From data wrangling to AI & ML enabled data curation

Authors: Peter Spicer – Chief Technology Officer & Scott Matthews – Chief Data Scientist

There is little debate we are at a stage where demand for data and data availability is growing at unprecedented levels. This is placing strain on organizations’ legacy technology and processes to remain competitive. For Capital Markets firms, new compliance and regulatory requirements, recognition of the value of new and unique data to find alpha and the need to reduce operational costs – all require the need to innovate.

Business infrastructure is under increasing pressure to service a growing number of use cases where a wealth of broad and large-scale data is required.

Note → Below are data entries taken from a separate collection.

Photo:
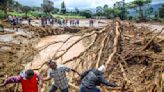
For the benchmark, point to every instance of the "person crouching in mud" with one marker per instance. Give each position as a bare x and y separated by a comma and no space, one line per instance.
92,78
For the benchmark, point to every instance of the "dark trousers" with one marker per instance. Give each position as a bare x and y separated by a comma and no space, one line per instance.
54,89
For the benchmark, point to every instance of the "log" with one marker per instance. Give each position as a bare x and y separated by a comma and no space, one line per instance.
115,44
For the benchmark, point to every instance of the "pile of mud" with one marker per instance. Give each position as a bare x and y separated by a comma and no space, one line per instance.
133,56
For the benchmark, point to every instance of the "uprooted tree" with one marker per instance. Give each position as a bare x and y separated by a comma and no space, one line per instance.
132,55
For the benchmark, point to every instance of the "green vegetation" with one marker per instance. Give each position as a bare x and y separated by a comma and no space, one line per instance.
63,8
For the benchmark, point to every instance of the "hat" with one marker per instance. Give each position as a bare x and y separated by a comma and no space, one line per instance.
102,68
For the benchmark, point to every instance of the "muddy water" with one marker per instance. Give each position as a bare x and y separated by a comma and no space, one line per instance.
49,52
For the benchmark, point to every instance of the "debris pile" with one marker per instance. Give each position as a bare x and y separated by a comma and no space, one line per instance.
133,56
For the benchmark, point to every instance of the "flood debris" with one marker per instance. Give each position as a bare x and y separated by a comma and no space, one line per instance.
133,56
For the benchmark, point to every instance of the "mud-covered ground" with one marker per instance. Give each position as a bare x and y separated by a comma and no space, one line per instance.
24,49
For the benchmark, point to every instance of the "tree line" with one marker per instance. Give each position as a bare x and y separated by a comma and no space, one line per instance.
119,9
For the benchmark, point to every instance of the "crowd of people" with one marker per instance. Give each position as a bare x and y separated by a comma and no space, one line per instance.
32,81
44,21
14,21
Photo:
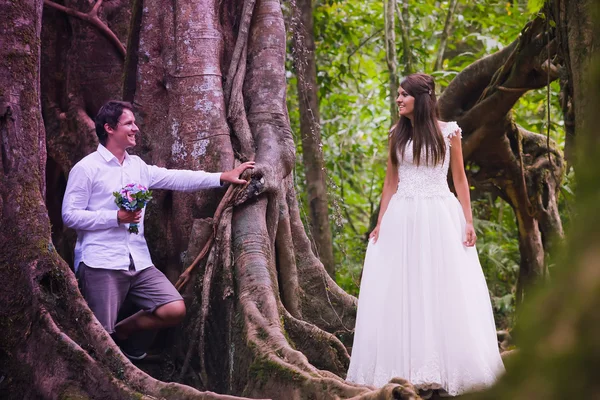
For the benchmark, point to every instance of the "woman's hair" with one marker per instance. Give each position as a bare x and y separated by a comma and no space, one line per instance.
425,133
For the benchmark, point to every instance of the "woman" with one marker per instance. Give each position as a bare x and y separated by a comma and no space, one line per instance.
424,312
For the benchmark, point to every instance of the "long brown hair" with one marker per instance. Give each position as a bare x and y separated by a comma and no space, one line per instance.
425,133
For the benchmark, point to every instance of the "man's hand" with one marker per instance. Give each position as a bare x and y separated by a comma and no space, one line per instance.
233,176
129,217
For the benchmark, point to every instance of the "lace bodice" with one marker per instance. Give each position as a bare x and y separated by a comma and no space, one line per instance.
425,180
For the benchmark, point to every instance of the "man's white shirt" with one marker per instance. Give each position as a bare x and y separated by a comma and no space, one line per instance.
89,206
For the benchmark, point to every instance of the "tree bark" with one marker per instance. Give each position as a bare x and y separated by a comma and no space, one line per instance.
513,162
404,18
310,132
559,326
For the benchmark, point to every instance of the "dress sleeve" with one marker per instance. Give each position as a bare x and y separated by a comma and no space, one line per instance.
452,129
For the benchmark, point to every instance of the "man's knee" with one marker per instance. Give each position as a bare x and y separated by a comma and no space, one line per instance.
172,312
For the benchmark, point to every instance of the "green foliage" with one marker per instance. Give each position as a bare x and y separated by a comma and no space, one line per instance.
354,111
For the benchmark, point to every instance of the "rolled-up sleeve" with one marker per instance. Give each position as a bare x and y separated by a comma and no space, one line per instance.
75,202
184,180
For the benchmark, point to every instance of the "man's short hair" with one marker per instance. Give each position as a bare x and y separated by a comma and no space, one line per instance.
109,114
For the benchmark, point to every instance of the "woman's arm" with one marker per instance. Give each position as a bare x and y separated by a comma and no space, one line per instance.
461,185
390,186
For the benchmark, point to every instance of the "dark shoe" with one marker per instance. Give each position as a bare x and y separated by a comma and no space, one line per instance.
129,349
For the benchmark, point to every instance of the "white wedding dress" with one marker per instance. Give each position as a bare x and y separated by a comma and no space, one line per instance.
424,311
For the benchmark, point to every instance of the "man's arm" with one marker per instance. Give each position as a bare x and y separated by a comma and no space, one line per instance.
74,210
185,180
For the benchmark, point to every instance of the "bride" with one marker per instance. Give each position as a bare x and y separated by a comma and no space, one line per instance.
424,311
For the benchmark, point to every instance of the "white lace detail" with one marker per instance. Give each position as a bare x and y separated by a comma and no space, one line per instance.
430,375
424,180
424,311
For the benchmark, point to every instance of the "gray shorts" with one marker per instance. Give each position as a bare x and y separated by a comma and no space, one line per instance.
105,291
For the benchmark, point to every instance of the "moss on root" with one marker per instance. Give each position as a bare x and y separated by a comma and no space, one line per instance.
263,370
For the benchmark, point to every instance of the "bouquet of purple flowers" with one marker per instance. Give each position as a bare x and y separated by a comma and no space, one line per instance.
131,198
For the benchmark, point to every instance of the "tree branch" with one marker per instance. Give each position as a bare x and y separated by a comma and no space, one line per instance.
404,29
444,39
92,18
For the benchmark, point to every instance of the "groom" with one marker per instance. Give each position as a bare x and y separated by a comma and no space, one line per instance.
112,264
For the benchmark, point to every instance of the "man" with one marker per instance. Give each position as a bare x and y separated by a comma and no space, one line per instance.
111,263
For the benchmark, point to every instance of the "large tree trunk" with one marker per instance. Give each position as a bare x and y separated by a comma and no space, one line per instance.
266,320
559,327
51,345
514,163
310,132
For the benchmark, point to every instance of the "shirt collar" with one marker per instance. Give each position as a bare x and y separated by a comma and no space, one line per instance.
107,155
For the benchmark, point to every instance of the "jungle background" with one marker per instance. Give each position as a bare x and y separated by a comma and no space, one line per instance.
306,89
440,38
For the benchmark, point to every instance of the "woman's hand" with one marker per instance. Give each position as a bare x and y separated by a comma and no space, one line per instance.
470,235
374,234
233,176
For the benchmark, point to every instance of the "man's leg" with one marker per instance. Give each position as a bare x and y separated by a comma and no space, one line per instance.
162,306
104,290
164,316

Traditional data driven organizations have specific requirements of their data needs. Data is often sourced from multiple vendors who supply in different formats and can involve proprietary elements unique to each data vendor.

This presents a common challenge – “Data Curation”. A discipline to clean, normalize, categorize and label data as it is ingested, organized, and stored before making it available for analysis. This is an essential activity that eliminates poor data from getting into the firm’s analysis activity and requires a complex set of activities and skills.

Data Curation Challenges

For data users, curation is tedious and considered mundane or repetitive. It is a task that does not in itself realize additional value to a firm, has a high opportunity cost and goes often unrecognized or appreciated. It is estimated that analysts spend 80% of their time on data management (curation, organization, securities master management, and more). The process to ensure data is organized, and particularly with unstructured data, is usable can be extremely time intensive and require specialized skills.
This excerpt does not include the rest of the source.